Title

Detritivores as indicators of landscape stress and soil degradation

Document Type

Journal Article

Publisher

CSIRO Publishing

Faculty

Computing, Health and Science

School

Natural Sciences

RAS ID

4777

Comments

This article was originally published as: Paoletti, M. G., Osler, G. H., Kinnear, A., Black, D. G., Thomson, L. J., Tsitsilas, A., ... D'Inca, A. (2007). Detritivores as indicators of landscape stress and soil degradation. Australian Journal of Experimental Agriculture, 47(4), 412-423. Original article available here

Abstract

Detritivores are small- to medium-sized invertebrates that comminute and break down organic materials such as leaves, twigs and roots, especially within or upon the soil surface, or nearby. Detritivores constitute the majority of the invertebrate biomass pyramid in most environments and provide a key role in organic matter turnover; they also provide alternative food for polyphagous predators that can be active in pest control on crops. Many arthropod taxa are detritivores in soil and litter layers. Here, we focus on the bioindicator potential of three key detritivore groups: slaters, millipedes and oribatid mites. There are possibly 300 species of slaters (terrestrial isopods or Oniscidea) in Australia with 13 of these being introduced, mostly from north-western Europe.

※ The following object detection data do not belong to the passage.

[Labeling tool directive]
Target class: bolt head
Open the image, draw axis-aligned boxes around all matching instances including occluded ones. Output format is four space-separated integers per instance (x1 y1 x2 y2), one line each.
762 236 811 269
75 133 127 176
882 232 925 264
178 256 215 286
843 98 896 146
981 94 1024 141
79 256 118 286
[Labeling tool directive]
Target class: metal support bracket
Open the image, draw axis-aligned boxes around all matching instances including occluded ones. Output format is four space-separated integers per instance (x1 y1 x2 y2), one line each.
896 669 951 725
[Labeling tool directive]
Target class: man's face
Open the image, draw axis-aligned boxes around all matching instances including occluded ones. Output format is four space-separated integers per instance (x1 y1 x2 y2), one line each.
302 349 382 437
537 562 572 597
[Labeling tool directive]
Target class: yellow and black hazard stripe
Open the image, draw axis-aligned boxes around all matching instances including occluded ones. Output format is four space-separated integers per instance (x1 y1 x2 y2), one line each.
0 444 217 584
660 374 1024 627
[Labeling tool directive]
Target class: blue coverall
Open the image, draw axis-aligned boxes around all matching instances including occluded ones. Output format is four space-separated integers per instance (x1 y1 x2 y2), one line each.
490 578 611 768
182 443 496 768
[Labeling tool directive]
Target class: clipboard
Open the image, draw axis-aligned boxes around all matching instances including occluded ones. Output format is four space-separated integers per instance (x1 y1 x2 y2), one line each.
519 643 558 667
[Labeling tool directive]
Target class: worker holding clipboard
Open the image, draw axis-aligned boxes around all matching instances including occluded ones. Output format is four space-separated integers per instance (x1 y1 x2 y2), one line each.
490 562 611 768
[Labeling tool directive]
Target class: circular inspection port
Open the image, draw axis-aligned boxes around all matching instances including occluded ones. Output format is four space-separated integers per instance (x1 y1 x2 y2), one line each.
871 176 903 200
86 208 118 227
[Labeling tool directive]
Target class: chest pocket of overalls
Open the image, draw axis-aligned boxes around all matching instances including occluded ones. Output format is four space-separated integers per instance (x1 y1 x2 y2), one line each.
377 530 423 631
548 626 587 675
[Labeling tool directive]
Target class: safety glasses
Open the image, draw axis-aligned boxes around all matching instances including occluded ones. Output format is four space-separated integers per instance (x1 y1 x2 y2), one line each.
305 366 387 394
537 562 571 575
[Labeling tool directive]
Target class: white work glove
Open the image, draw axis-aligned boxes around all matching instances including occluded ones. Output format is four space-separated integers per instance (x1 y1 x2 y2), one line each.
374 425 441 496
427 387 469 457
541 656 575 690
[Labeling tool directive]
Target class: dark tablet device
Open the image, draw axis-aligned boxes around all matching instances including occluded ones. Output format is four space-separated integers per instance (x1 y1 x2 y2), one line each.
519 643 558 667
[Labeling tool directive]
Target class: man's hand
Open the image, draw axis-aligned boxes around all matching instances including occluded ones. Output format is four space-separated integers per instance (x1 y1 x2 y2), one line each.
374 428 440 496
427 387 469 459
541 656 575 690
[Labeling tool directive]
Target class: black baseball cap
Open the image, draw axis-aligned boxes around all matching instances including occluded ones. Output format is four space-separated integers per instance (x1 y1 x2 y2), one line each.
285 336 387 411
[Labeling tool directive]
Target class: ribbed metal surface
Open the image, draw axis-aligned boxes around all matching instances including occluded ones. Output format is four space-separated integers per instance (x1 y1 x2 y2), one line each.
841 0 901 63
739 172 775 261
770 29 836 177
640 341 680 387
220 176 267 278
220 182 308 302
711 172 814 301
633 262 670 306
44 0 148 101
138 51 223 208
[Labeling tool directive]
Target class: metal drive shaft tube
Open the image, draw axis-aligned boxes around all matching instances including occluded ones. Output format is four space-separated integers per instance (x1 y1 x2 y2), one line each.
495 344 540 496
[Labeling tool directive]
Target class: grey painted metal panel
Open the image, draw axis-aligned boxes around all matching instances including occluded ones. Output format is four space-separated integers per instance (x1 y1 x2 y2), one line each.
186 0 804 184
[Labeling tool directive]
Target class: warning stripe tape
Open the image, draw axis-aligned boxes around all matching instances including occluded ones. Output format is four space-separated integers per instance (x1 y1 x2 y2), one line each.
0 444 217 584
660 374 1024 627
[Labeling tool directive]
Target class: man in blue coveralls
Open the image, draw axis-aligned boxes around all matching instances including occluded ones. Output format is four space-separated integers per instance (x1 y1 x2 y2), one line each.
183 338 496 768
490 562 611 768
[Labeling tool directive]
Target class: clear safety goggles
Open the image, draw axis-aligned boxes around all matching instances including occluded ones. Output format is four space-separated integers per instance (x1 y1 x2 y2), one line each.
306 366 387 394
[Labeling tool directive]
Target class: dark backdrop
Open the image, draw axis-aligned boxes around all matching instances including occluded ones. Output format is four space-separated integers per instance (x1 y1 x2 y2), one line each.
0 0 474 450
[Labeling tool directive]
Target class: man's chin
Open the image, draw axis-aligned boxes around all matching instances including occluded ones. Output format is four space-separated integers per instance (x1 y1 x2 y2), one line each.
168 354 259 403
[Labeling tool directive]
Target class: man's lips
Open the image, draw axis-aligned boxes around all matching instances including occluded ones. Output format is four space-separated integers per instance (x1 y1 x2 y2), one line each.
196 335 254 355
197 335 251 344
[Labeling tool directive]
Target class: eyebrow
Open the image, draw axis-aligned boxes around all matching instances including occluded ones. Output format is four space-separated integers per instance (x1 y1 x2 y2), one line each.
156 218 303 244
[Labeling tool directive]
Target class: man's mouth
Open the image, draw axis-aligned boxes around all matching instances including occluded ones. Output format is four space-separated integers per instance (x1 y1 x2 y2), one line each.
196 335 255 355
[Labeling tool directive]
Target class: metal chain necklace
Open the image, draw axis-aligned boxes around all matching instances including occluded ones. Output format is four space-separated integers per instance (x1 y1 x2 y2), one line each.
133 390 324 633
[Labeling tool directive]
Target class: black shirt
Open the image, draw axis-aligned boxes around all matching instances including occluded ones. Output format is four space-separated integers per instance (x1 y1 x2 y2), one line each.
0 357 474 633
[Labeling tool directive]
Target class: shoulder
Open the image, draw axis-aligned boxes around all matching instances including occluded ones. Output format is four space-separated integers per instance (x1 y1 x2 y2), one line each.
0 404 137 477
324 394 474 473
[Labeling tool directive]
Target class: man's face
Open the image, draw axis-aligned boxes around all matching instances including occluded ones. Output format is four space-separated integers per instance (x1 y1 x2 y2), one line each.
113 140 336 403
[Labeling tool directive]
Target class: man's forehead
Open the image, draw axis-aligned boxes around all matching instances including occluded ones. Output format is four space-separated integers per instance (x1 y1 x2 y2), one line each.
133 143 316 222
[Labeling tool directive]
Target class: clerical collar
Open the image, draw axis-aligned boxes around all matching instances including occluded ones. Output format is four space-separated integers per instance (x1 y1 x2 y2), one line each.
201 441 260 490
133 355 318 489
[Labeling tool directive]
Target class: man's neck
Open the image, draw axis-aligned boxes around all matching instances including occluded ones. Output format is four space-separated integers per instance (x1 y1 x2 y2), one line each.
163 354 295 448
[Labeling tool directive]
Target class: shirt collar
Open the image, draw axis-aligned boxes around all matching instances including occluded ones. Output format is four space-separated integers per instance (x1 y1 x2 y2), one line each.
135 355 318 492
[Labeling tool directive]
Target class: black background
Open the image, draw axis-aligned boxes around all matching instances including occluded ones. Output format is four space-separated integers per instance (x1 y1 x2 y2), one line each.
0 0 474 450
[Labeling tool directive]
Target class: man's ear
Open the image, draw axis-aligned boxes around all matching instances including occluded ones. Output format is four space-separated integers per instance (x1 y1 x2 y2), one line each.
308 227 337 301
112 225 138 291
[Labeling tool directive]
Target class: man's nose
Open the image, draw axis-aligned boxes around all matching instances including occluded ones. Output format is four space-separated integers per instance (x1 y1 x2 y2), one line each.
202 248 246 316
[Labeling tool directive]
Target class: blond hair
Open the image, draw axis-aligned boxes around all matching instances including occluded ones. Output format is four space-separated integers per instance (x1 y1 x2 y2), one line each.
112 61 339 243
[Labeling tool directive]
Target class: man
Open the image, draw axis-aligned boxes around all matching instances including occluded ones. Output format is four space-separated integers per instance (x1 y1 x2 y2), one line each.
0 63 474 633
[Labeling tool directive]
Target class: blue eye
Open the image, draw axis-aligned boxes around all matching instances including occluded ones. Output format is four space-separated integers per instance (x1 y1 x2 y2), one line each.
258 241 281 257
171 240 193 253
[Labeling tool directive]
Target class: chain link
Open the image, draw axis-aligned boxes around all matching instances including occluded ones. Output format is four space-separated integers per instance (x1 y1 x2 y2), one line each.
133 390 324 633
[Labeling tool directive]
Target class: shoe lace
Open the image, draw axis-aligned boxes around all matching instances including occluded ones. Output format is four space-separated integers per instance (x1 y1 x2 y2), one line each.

These non-native species are the dominant species in disturbed environments such as intensively managed forests and agricultural fields. Slaters are promising indicators of landscape disturbance, soil contamination and tillage. Millipedes are potentially important indicators of stress in agricultural landscapes, given their sensitivity to litter and soil moisture gradients and to physical and chemical perturbations. However, because there is a close association between the millipede fauna and moist plant communities in Australia, they are generally absent from drier landscapes and, therefore, their use as bioindicators in agricultural environments here is problematic. An exception to this association is the increasingly ubiquitous introduced Black Portuguese millipede. This species is tolerant of much drier conditions than most natives, and is likely to change the nature of nutrient cycling processes in pastures and native grasslands in much of southern Australia. Oribatid mites are present in all Australian terrestrial ecosystems. The few studies that have examined their response to disturbance and land use in Australia are consistent with the body of work conducted outside Australia. This consistent response means that the oribatids may be developed as indicators in agricultural, pasture and forested environments. However, the paucity of information on oribatids over appropriate spatial scales in Australia makes the use of this group extremely difficult at this time.